Jim eased himself back through the crowd in front of the low rectangular Eichler-built church and entered the building. It was not an attractive church. Originally it had been a recreation center, and it still resembled one, with the two long sides of the rectangular building constructed entirely of sliding glass, and nearly all the rest of the exterior done out in drab gray cinder block. The interior floor was a honeycomb of speckled gray-on-white linoleum squares found in many institutional buildings. The seats were the cheap metal sort—there were no pews. The altar was the nicest part. There were brass candlesticks and vases of flowers, and both his own chair and the one for the lay reader were lovely polished mahogany. But the large wooden cross on the wall could not disguise the cinder block behind it.
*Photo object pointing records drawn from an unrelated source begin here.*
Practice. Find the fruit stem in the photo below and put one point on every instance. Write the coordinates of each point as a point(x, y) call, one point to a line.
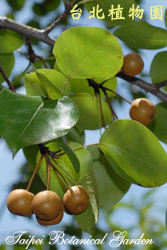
point(108, 100)
point(118, 95)
point(58, 172)
point(34, 173)
point(74, 181)
point(48, 177)
point(101, 110)
point(65, 189)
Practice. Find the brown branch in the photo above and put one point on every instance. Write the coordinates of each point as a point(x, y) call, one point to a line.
point(161, 84)
point(26, 31)
point(7, 79)
point(148, 87)
point(59, 19)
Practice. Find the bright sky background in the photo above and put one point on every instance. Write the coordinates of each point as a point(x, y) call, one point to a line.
point(10, 167)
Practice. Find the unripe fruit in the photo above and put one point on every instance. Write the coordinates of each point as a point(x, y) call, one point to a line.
point(142, 110)
point(46, 205)
point(76, 199)
point(19, 202)
point(55, 221)
point(133, 64)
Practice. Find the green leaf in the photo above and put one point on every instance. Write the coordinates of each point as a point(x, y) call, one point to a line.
point(76, 135)
point(158, 70)
point(142, 35)
point(65, 167)
point(88, 219)
point(27, 120)
point(9, 41)
point(135, 153)
point(111, 187)
point(7, 63)
point(30, 153)
point(87, 106)
point(52, 83)
point(105, 5)
point(159, 125)
point(79, 57)
point(166, 18)
point(71, 154)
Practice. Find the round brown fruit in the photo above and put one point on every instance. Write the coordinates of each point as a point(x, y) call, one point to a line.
point(55, 221)
point(46, 205)
point(76, 199)
point(142, 110)
point(19, 202)
point(133, 64)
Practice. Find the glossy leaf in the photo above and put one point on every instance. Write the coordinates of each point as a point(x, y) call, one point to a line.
point(7, 63)
point(88, 219)
point(142, 35)
point(66, 168)
point(105, 6)
point(111, 187)
point(158, 70)
point(159, 125)
point(9, 41)
point(27, 120)
point(71, 154)
point(87, 106)
point(79, 57)
point(43, 87)
point(135, 153)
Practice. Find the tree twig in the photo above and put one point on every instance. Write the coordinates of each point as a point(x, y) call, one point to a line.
point(148, 87)
point(7, 79)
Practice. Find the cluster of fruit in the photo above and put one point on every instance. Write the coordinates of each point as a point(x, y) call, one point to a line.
point(142, 109)
point(46, 205)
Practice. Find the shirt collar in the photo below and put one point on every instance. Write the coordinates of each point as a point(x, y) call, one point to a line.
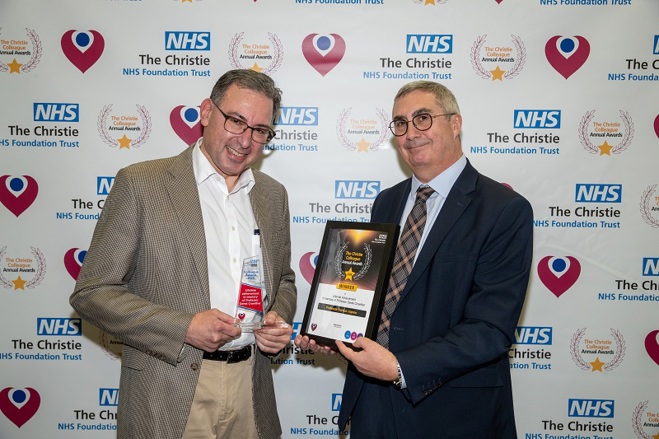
point(443, 183)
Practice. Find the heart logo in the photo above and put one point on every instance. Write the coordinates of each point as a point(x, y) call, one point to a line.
point(19, 405)
point(652, 346)
point(83, 48)
point(567, 55)
point(18, 193)
point(73, 260)
point(559, 274)
point(186, 123)
point(323, 52)
point(308, 263)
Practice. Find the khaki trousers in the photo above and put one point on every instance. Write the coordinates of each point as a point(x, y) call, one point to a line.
point(222, 406)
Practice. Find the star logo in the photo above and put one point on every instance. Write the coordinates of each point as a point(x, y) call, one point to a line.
point(19, 284)
point(362, 145)
point(124, 142)
point(605, 148)
point(14, 67)
point(597, 365)
point(497, 74)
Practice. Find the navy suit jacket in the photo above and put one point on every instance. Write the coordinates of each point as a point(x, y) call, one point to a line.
point(456, 318)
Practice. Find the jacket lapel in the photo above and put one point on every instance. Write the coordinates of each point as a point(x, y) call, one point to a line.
point(184, 196)
point(457, 201)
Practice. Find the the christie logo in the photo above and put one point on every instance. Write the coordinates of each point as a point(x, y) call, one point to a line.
point(59, 326)
point(297, 116)
point(368, 189)
point(537, 119)
point(598, 193)
point(108, 397)
point(591, 408)
point(537, 335)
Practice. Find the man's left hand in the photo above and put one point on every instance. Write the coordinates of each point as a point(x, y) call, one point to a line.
point(274, 335)
point(373, 360)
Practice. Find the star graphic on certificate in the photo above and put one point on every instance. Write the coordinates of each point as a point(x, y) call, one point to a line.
point(497, 74)
point(124, 142)
point(19, 284)
point(605, 148)
point(597, 365)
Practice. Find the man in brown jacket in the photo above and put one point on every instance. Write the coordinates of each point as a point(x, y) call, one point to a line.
point(163, 270)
Off to the left of the altar was his own office. There were files spread out on his desk, and several tapes from last month’s services—which he kept for the shut-ins who could not attend—piled loosely on one corner. He took off his robe and stole and carefully hung them up.

He had some counseling to do later—a young couple whose marriage was in trouble. He had had firsthand experience with that problem, as his own marriage had ended seven years before in annulment. The Church of England, of course, did not recognize divorce, so an annulment was necessary. But he strongly believed that his painful experience had made him a better minister and a better counselor. As he said, it was like the cross becoming the resurrection: you utilize the very thing that is painful and difficult. He had majored in Pastoral Psychology at the Pacific School of Religion in Berkeley, and he enjoyed counseling. He felt it was an essential part of his purpose.